Underlying many of these examples was a broader argument about innovation and interdisciplinary thinking. McGrory repeatedly suggested that some of the most interesting developments emerge when disciplines that rarely interact begin to overlap. He cited a definition of innovation that particularly resonated with him: innovation happens when things that are separate become mixed. Sonification itself reflects this principle. The field draws simultaneously upon sound design, music, journalism, accessibility research, user experience design, data science, software development, artificial intelligence, and communication studies. No single discipline possesses all the answers. Progress emerges through collaboration between people approaching similar problems from different directions. This perspective also explains why McGrory consistently framed sound as part of larger design conversations rather than as an isolated specialism. Questions about how people receive information, understand systems, and engage with the world are not purely visual problems.

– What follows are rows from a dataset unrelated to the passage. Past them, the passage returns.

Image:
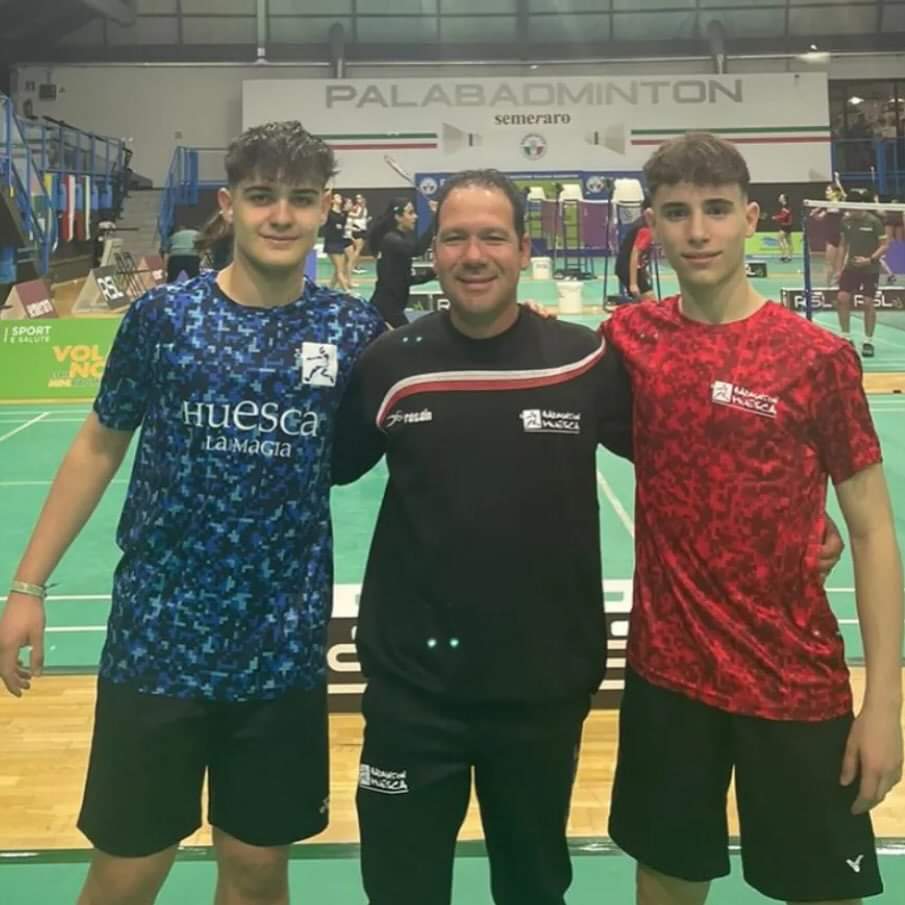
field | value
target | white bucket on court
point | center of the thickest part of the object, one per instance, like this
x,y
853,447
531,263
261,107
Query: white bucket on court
x,y
541,268
568,294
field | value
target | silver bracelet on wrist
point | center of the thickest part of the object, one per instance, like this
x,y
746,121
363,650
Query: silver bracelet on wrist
x,y
32,590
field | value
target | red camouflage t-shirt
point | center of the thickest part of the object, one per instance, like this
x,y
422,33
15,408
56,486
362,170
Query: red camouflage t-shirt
x,y
737,427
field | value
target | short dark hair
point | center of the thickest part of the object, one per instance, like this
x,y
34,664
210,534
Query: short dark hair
x,y
699,158
488,179
280,152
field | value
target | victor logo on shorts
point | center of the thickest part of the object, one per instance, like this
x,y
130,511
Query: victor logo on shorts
x,y
389,782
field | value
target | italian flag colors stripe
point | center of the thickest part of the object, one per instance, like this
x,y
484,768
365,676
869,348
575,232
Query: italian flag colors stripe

They are design problems.
These ideas become increasingly significant as emerging technologies continue to reshape everyday life. Artificial intelligence, conversational interfaces, spatial audio, augmented reality, and wearable computing all point towards futures in which information may become less dependent upon screens. While immersive visual technologies continue to evolve, audio already occupies a privileged position within contemporary life. Millions of people carry headphones throughout much of the day. Voice assistants have become commonplace. Podcasts reach global audiences. The infrastructure required for sophisticated auditory experiences already exists. For McGrory, the challenge is no longer technological feasibility. The challenge is learning how to design auditory experiences that are genuinely useful.
Looking back across the lecture, perhaps the most striking aspect was the extent to which sonification emerged as a human problem rather than a technical one. Questions about mapping data to sound, selecting parameters, or designing auditory displays certainly matter, though they consistently led back to larger concerns about accessibility, communication, attention, understanding, and engagement. Again and again, McGrory encouraged students to think less about sound as an isolated discipline and more about what sound can contribute when combined with other ways of understanding the world.
Data has become one of the defining materials of contemporary society. Increasingly, our institutions, technologies, economies, and daily lives depend upon it. Yet much of that information remains hidden behind interfaces designed primarily for looking rather than listening. For Hugh McGrory, this represents an enormous opportunity. Whenever information exists without sound, there is the possibility of creating new ways for people to experience, understand, and engage with it. More importantly, there is the possibility of discovering things that might otherwise remain hidden. Listening does not simply provide another route to the same destination. Sometimes it changes what can be found along the way.
Perhaps that is why his central question continues to resonate long after the lecture ends. In a world increasingly shaped by data, why should our ears be left out of the conversation?